Key Accounts are a sizable and important segment for most mid-sized and larger distributors. While the exact definition of key accounts differs depending on the distributor, we’ll define key accounts as large volume customers with multiple locations (e.g., branches, dealerships) that span multiple sales territories or regions. Key accounts often involve multiple buyers and influencers at the headquarters, region, district and local levels. For some distributors, key account sales volume can make up 80% of total sales volume, but there is no set rule around this. Sometimes, key accounts are referred to as strategic, enterprise or national accounts.
When managing a key account program, distributors must ensure that they receive higher than market growth from the key accounts to justify what typically is a high-cost model. Done right, key account programs create longstanding strategic partnerships between distributor and customer. Managed incorrectly, however, key account programs gobble up revenue-generating resources from other growth initiatives and increase cost to serve for the entire sales model.
There are three elements that explain why key account programs need constant measurement and engagement.

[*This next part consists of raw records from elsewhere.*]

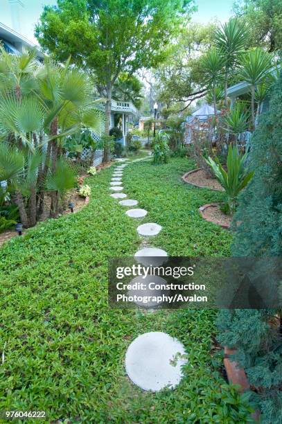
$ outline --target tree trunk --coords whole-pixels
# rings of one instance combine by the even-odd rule
[[[36,224],[36,186],[33,186],[30,190],[29,197],[29,224],[34,227]]]
[[[42,213],[44,209],[44,181],[49,169],[49,162],[51,158],[51,150],[52,146],[52,141],[49,140],[47,145],[47,150],[46,152],[45,162],[42,166],[42,169],[39,171],[37,178],[37,187],[39,188],[38,197],[37,197],[37,215]]]
[[[254,112],[254,95],[255,95],[255,86],[252,86],[252,121],[253,124],[253,130],[256,127],[256,116]]]
[[[107,101],[105,107],[105,134],[109,135],[109,126],[111,121],[111,108],[112,108],[112,87],[107,88]],[[103,161],[104,164],[109,161],[109,152],[108,148],[104,148],[104,156]]]
[[[53,136],[55,136],[58,134],[58,118],[55,118],[51,123],[51,134]],[[52,152],[51,152],[51,170],[52,172],[55,172],[56,168],[57,159],[58,159],[58,148],[57,144],[57,140],[52,140]],[[58,191],[52,191],[51,194],[51,202],[50,215],[52,218],[55,218],[58,215]]]
[[[90,166],[94,166],[94,159],[95,159],[95,150],[91,148],[91,156],[90,156]]]
[[[215,119],[217,119],[218,118],[218,109],[216,107],[216,96],[215,96],[215,86],[213,86],[213,109],[214,109],[214,114],[215,116]]]
[[[16,191],[15,200],[17,207],[19,208],[19,217],[21,218],[21,222],[24,228],[28,228],[29,221],[28,217],[26,213],[26,208],[24,206],[24,199],[21,193],[18,190]]]
[[[228,97],[227,97],[227,88],[228,88],[228,73],[225,73],[225,81],[224,81],[224,105],[227,109],[228,109]]]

Element 1: Sales Accountability
For distributors with key account programs, the first question to ask is, “Who on the sales team is ultimately accountable for the sales volume for the entire key account?”
Most often, the accountable party is a single key account manager (KAM) who is compensated based on the aggregate volume (across all localities) of that key account. Sometimes, however, that accountability is spread across multiple sellers, sales managers or executives.
Alexander Group data back up the notion that, “When everyone is in charge, no one is in charge.” Without a single individual managing the performance of a key account, funnel size shrinks, win rate drops and service requests take longer to be resolved. In short, growth slows when one person isn’t directly responsible for the growth in a key account “logo.”
Recommendation: Select one individual (KAM) to be accountable for a key account’s revenue/GP$/sales performance; make the main measure in that individual’s sales comp plan reflect that accountability.
Element 2: Coordination through CRM
In most key account programs, a single account will be covered by several marketing, sales and service resources spread across geographies. Providing a seamless and consistent buying experience for key customers requires a high degree of coordination. Part of the coordination process rests with the KAM ― he or she is the individual who typically sets the strategy for the key account at the corporate level and works with sellers covering branches to create an execution approach.
Also see: “How Remote Should Your Remote Sales Team Be?”
To effectively manage the plan, KAMs will benefit from a well-established reporting and communication cadence that features standing calls to review CRM outputs. All customer-facing resources (e.g., sales, marketing, service, project management) can attend these calls and the agenda can include the following topics:
- Sales performance update (% to YTD goal, annual goal)
- Update on issues requiring immediate resolution or escalation
- Pipeline review (based on CRM reports) to discuss new, existing and lost opportunities (with post-mortem/loss discussion)
- Marketing and business development update
- Corporate update on people movement, strategic changes, M&A
- Voice of the field, including updates from branch, region and district offices
Nothing erodes the confidence of executives at the customer when a KAM does not have the most up-to-date information on the account. Implementing a weekly CRM-based account review meeting is the first step in preventing this risk.
Recommendation: Task KAMs with setting up a weekly standing call with all relevant teammates; ensure team has access to CRM system.
Element 3: Digital and Remote Channels
Just because key accounts are considered “high touch” models does not mean that engagement should be exclusively face-to-face. Based on changing buyer needs and preferences, incorporating digital and remote resources and tools can help drive closer partnership at an advantageous cost to serve. Examples may include:
- Digital account-based marketing that uses corporate or industry triggers to send specific messages or content.
- Automated CPQ tools or digital sales resources able to assist customers with configuration, price and quote workflow.
- Access to digitized product information for use in Building Information Modeling (BIM) and Computer-aided Design (CAD).
- Access to an online marketplace where customers can buy products from a network of the distributor’s strategic partners.
- Inside or remote sales roles to provide dedicated coverage to branches in hard-to-access geographies.
- Customer-exclusive webcasts or virtual trainings.
- Dedicated Customer Success Representatives.
Distributors have a growing toolkit to provide customized and flexible coverage to customers. Digital tools and remote resources come at a cost, so distributors will want to first understand how their key accounts want to virtually interact before implementing large scale technologies.
Recommendation: Conduct buyer research on key accounts to understand the viability of digital and remote channels; create a technology roadmap to enhance connectivity and collaboration with key accounts.
Key account programs offer distributors the ability to build strong partnerships with their most important clients. To prevent going down the path of becoming a high-cost-to-serve sales model, it is imperative that the three key account program elements are managed and measured consistently and properly.